I started working with R Notebooks pretty recently and I really, really, really, really like them. I haven’t done anything sophisticated with them yet so I’m going to try to keep this post pretty short. He’s what I’m aiming for today:
- Tell you why I think R Notebooks are cool and provide an example of a functioning Notebook.
- Give you some specific instructions on how to start using notebooks (the kind of stuff you could just Google off the interwebs….but I’m trying to be a full-service type of shop here).
Why are R Notebooks Cool?
R Notebooks allow you to combine text, equations, and code to produce a slick looking document. A key difference between R Notebooks and plain old vanilla R Markdown Documents is that R Notebooks allow you to have code chunks that can be run independently and interactively.
A use-case where this functionality really shines in teaching. Think of the way a lot of us learned econometrics. Basically, we worked through Bill Greene’s big book of idempotent matricies then, at some point, we had to do a homework assignment that involved actual data and we shit our pants…then a lot of us without a strong programming background did one of two things:
1. Jacked around in Gauss or C forever trying to figure out how to do …then gave up and tried to find somebody to show us how to use a black box application like Shazam, STATA, SAS, etc.
2. Went straight to some black-box application, did some version of:
reg y x
which did nothing to strengthen our understanding of the OLS estimator.
Notebooks (in this case R Notebooks) make great teaching tools because you can combine:
1. Text – such as a conceptual discussion of what linear regression is about and,
2. Equations/Math – such as a rigorous derivation of the OLS estimator and,
3. Interactive Code that the student can run to deepen their understanding of what the estimator is and how to implement it is a ‘real world’ type situation.
Here is a great example of where the independent code execution feature comes in handy. It was provided by a colleague of mine who taught a short course on time-series analysis using an R Notebook. The notebook covered a range of topics and one code chunk in particular was designed to caution against making judgements regarding stationarity of a time-series based on plots. He set up the following simulation:
library(xts) library(KFAS) x = arima.sim(list(order=c(2,0,0),ar=c(1,-0.9),n=2^8) ts.plot(x)
In water-down terms a stationary time-series should have a mean and variance that don’t change over time….however, using the code above to generate series from a process that is known to be stationary we can see that this process often generates series that LOOK non-stationary.
The cool thing about setting this code chunk up in an R Notebook is that other code chunks in the same notebook can contain modules that do other things like read in big data sets and use them to run models…but since the simulation is it’s own chunk it can be run, re-run, and played with by the user without having to run all the other chunks (some of which might do time-intensive things).
An R Notebook for my Average Treatment Effects Project
In my last post I set out to replicate a variety of average treatment effect estimators discussed in this post on The STATA Blog. My main motivation was that I wanted a deeper understanding of some of these average treatment effect estimators than STATA’s black box nature is set up to provide.
I created an R Project with a few scripts that run through some basic average treatment effect estimation using a data set from Matias Cattaneo’s 2010 Journal of Econometrics study on the effect of smoking during pregnancy on babys’ birthweights. The scripts are available on GitHub here:
I have now basically wrapped the discussion from here into an R Notebook.

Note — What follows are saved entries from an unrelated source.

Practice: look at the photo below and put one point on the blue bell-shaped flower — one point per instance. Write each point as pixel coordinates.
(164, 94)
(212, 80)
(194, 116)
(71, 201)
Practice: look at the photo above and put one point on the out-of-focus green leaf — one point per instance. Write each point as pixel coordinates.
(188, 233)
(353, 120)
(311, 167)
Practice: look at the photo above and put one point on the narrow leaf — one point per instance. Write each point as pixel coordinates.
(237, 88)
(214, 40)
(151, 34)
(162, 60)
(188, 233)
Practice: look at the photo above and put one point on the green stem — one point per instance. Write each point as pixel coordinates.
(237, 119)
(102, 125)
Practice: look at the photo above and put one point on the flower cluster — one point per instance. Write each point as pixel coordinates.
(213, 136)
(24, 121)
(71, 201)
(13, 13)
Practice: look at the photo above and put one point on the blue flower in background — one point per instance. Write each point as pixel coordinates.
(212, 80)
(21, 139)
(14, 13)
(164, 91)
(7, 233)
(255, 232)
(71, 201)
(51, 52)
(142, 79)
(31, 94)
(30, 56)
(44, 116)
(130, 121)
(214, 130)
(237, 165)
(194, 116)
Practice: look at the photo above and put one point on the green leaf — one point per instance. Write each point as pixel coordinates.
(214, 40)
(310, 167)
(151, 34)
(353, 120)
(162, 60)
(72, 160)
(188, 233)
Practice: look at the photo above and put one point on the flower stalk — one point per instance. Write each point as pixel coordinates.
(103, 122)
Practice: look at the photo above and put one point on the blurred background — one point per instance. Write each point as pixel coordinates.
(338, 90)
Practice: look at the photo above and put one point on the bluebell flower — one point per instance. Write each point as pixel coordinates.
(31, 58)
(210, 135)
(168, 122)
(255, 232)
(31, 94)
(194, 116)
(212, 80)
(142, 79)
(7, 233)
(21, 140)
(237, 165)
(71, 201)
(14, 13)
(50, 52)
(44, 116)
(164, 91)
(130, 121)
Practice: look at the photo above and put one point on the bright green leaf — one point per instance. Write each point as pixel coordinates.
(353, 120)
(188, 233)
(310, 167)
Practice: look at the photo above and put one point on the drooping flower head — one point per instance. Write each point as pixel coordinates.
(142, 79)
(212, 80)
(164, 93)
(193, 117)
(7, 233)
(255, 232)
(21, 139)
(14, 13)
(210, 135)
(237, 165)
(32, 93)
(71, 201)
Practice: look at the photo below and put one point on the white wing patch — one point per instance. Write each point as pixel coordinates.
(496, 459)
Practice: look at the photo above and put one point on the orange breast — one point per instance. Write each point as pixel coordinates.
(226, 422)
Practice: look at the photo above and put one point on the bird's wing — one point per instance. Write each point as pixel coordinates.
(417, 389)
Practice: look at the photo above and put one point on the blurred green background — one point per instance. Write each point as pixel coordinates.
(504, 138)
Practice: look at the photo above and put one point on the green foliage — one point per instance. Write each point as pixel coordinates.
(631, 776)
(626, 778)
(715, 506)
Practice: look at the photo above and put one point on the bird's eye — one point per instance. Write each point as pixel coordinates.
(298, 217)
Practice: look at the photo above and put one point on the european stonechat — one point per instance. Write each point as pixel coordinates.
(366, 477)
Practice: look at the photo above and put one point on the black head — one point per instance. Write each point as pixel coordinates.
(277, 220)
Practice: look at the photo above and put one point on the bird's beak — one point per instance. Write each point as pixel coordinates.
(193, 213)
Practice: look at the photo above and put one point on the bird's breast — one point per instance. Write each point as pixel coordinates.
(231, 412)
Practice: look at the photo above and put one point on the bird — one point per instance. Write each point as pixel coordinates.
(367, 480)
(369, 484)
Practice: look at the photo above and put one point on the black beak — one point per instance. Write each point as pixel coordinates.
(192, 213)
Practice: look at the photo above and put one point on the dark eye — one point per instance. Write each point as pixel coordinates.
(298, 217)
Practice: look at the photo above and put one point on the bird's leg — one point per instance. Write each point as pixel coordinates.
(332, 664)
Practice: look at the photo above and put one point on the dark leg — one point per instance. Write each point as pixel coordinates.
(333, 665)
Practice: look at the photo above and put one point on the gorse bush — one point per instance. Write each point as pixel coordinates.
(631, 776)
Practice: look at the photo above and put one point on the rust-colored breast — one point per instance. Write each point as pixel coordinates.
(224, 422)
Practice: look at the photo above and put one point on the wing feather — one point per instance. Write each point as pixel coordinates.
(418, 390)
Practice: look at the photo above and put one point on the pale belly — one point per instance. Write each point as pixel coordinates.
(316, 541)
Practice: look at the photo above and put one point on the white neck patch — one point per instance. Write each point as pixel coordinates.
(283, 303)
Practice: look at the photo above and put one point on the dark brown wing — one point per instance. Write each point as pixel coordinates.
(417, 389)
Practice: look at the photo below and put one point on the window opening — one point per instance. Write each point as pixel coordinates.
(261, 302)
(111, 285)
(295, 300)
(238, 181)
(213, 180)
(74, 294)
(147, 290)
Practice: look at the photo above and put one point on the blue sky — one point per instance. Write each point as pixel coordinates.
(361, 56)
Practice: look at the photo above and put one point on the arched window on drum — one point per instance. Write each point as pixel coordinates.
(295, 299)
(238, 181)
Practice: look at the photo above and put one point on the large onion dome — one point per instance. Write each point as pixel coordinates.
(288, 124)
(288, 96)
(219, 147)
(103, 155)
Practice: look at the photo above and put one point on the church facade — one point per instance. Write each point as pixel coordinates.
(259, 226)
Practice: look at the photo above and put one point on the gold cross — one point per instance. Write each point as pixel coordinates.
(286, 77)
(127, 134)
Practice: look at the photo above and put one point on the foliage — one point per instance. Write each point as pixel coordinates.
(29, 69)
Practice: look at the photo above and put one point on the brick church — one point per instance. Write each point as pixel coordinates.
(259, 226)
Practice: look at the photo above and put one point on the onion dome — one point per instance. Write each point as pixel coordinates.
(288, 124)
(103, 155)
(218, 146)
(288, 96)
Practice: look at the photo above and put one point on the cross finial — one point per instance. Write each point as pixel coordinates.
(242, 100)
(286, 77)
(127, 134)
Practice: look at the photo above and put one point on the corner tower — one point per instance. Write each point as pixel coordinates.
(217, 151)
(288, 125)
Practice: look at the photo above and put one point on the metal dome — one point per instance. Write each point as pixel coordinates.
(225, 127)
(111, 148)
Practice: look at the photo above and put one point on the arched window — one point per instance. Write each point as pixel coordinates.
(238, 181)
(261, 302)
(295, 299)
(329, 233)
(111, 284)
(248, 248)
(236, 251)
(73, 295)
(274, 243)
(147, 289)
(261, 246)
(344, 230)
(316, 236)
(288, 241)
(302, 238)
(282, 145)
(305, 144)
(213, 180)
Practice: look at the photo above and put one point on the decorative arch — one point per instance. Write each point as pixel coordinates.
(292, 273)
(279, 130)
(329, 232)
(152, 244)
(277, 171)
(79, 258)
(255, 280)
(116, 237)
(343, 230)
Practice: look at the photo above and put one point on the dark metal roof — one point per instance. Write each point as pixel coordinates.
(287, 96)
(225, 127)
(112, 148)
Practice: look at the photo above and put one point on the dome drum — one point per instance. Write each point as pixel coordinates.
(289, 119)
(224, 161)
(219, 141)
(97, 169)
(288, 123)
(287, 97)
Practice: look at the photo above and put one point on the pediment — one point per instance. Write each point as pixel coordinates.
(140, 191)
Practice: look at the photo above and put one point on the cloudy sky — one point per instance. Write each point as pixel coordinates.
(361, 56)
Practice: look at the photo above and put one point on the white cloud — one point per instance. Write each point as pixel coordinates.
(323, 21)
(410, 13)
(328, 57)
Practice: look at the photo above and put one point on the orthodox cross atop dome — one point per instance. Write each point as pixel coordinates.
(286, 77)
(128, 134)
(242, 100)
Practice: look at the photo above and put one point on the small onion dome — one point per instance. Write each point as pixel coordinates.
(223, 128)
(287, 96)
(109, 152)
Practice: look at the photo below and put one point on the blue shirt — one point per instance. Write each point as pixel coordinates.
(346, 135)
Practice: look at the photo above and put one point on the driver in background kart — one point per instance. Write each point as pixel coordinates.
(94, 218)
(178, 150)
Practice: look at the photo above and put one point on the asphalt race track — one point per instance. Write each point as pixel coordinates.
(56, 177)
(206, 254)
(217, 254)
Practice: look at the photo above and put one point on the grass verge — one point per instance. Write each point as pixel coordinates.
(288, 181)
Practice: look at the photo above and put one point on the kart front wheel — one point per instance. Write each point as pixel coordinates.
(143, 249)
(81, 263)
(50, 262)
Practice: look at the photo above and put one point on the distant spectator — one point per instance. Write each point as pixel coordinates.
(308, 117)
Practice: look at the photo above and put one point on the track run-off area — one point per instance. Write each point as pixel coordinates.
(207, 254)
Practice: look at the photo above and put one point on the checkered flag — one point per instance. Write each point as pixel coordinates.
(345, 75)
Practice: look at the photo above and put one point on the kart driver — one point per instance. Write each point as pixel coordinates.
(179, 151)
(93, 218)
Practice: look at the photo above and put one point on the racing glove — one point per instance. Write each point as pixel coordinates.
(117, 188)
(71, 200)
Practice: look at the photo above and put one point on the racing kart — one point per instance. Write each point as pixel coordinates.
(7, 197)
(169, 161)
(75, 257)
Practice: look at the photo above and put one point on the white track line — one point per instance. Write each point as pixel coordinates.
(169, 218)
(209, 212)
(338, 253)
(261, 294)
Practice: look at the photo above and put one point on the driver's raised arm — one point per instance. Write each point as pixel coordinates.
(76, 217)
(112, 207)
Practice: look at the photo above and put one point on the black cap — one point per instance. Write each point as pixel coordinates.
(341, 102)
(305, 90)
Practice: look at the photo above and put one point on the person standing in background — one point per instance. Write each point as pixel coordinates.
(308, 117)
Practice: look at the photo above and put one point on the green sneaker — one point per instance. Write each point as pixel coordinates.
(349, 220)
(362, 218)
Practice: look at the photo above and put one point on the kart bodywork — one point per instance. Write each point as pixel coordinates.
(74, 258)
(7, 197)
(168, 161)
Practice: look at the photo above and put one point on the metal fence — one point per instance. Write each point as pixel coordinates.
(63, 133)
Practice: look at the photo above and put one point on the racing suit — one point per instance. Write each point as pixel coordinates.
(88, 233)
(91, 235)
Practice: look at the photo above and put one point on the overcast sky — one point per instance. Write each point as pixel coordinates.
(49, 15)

So if you wanted to replicate my replication of the STATA Blog post you could do 1 of 2 things:
- Clone the GitHub Repo, open the project, then run the code in R/POM_estimate.R and R/ipw_estimate.R in the order in which those code chunks appear in here…..Or,
- Make sure you have the Preview Version of R Studio
- Clone the GitHub Repo, open the project.

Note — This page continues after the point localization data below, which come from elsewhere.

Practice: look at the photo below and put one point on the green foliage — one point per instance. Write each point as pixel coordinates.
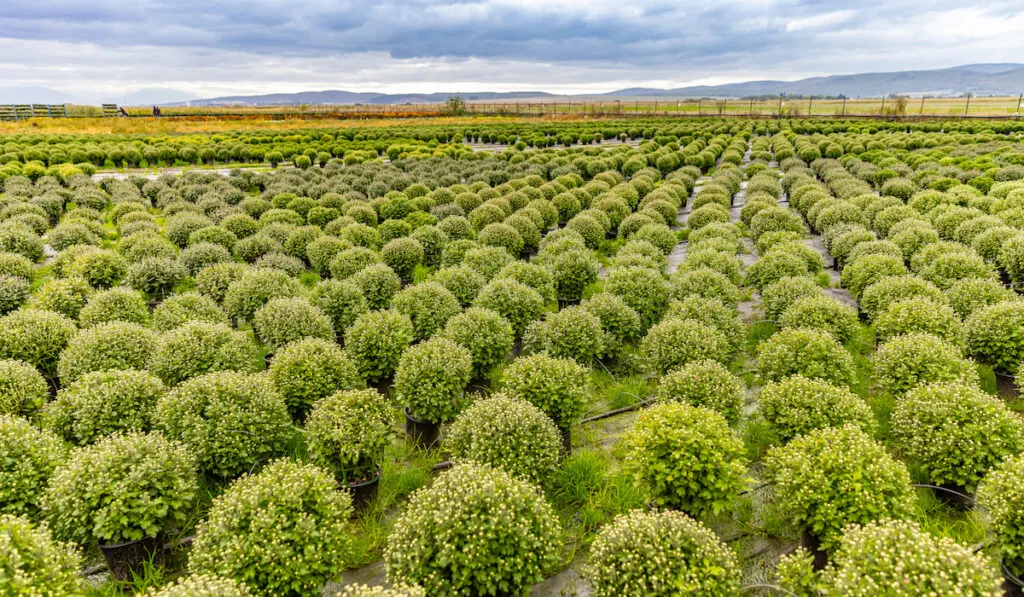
(475, 530)
(31, 457)
(347, 432)
(486, 335)
(508, 434)
(113, 345)
(123, 487)
(376, 341)
(913, 563)
(229, 421)
(311, 369)
(687, 457)
(691, 560)
(35, 563)
(199, 347)
(995, 335)
(905, 361)
(431, 378)
(35, 337)
(103, 402)
(836, 476)
(23, 389)
(428, 305)
(955, 431)
(796, 406)
(812, 353)
(282, 531)
(557, 386)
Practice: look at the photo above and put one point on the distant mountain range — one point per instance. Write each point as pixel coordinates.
(993, 79)
(1003, 79)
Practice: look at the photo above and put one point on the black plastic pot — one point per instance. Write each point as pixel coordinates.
(813, 545)
(565, 303)
(126, 559)
(423, 432)
(1013, 585)
(1006, 385)
(954, 496)
(364, 492)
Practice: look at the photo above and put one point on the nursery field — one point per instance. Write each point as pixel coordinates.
(580, 357)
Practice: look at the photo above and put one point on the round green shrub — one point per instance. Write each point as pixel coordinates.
(35, 563)
(112, 345)
(508, 434)
(518, 303)
(955, 431)
(286, 320)
(376, 341)
(429, 305)
(995, 336)
(123, 487)
(308, 370)
(967, 296)
(23, 389)
(674, 343)
(181, 308)
(347, 432)
(103, 402)
(486, 335)
(687, 457)
(704, 383)
(230, 421)
(31, 457)
(431, 378)
(796, 406)
(379, 285)
(215, 280)
(911, 359)
(836, 476)
(255, 288)
(13, 293)
(64, 295)
(402, 255)
(691, 558)
(821, 312)
(557, 386)
(920, 315)
(572, 333)
(342, 301)
(281, 531)
(813, 353)
(644, 291)
(202, 586)
(475, 530)
(35, 337)
(116, 304)
(1001, 495)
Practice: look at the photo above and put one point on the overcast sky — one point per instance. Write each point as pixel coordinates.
(98, 48)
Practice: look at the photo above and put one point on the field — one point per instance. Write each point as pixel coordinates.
(500, 355)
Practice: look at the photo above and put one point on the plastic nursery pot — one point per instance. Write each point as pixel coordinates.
(566, 440)
(126, 559)
(565, 303)
(364, 492)
(423, 432)
(813, 545)
(1013, 585)
(1006, 385)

- Open the ‘treatmenteffects.RMD’ file and you will be able to run the chunks of code individually and walk through the estimation of i) Potential Outcome Means, ii) Inverse Probability Weighted Means, and iii) Propensity Score Adjusted Regression for the effect of smoking on birthweight problem from Cattaneo (2010).
You’ll notice the R Notebook, much like an R Markdown doc has code chunks marked by:
but unlike your standard R Markdown doc you’ll notice a little play button in the top right corner of each code chunk.
- R Notebooks are pretty cool ways to combine text, equations, and interactive code
- They are a great tool for teaching, report generation, and collaborative coding
- Like regular R Markdown docs they can output to nice clean .html files or .pdf files…here is a sample from my Average Treatment Effects Notebooks output to .html and opened in a standard web-browser:
- Unlike regular R Markdown docs the code chunks in an R Notebook can be run independent of one another…so I user can monkey with options in one chunk and run it a few times without having to compile the entire document each time some code is run.